Calgary

'Tis the season to scam online shoppers, Better Business Bureau warns

Pretending to be legitimate retailers, fraudsters are using Cyber Monday and the upcoming holiday shopping season to steal your money and identity.

Cyber Monday rampant with online scammers offering fake deals

The Better Business Bureau in Alberta says scammers also impersonate charities you may have donated to in the past. (Shutterstock)

Pretending to be legitimate retailers, fraudsters are using Cyber Monday and the upcoming holiday shopping season to steal your money and identity.

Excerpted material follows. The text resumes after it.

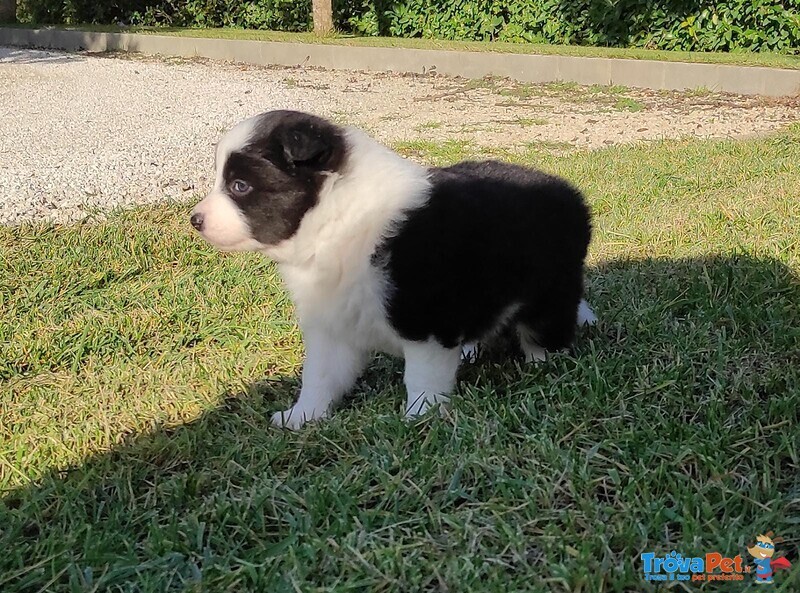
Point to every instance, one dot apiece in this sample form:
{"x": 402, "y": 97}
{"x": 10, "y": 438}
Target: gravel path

Alberta's Better Business Bureau says scammers are sending out online deals by email and text that link to fake websites.

"Because it's really easy to make a website look slick and it's really easy to do that quickly and efficiently and scam you know, 1,000 people and then disconnect that website and get away with your money," Ron Mycholuk with Alberta's Better Business Bureau told the Calgary Eyeopener on Monday. 

Mycholuk said online shoppers who visit these fake retail websites also risk having intrusive software and viruses installed on their computer.

"Then they can commit identity theft and you can be out thousands of dollars and hundreds of hours of time trying to fix your life," he said.

Ron Mycholuk with the Alberta Better Business Bureau, says you should be wary of emails and texts offering online deals from retailers. (CBC)

Bottom line? Don't click on the link

Mycholuk said if a promo arrives in your inbox and you really want the deal, it's best to buy the sale merchandise directly from the retailer.

"Even when they have those flyer code offers, they still usually print them on the top banners or the left rails," he said.

Bottom line? Don't click on the link but rather open a new window and manually type the retailer's website into the browser.

Mycholuk said this is also the time of year that scammers pose as charities, because people are "in the giving mood." 

He said to be leery of emails from charities that you have donated to in the past, as those are the ones that the fraudsters often impersonate.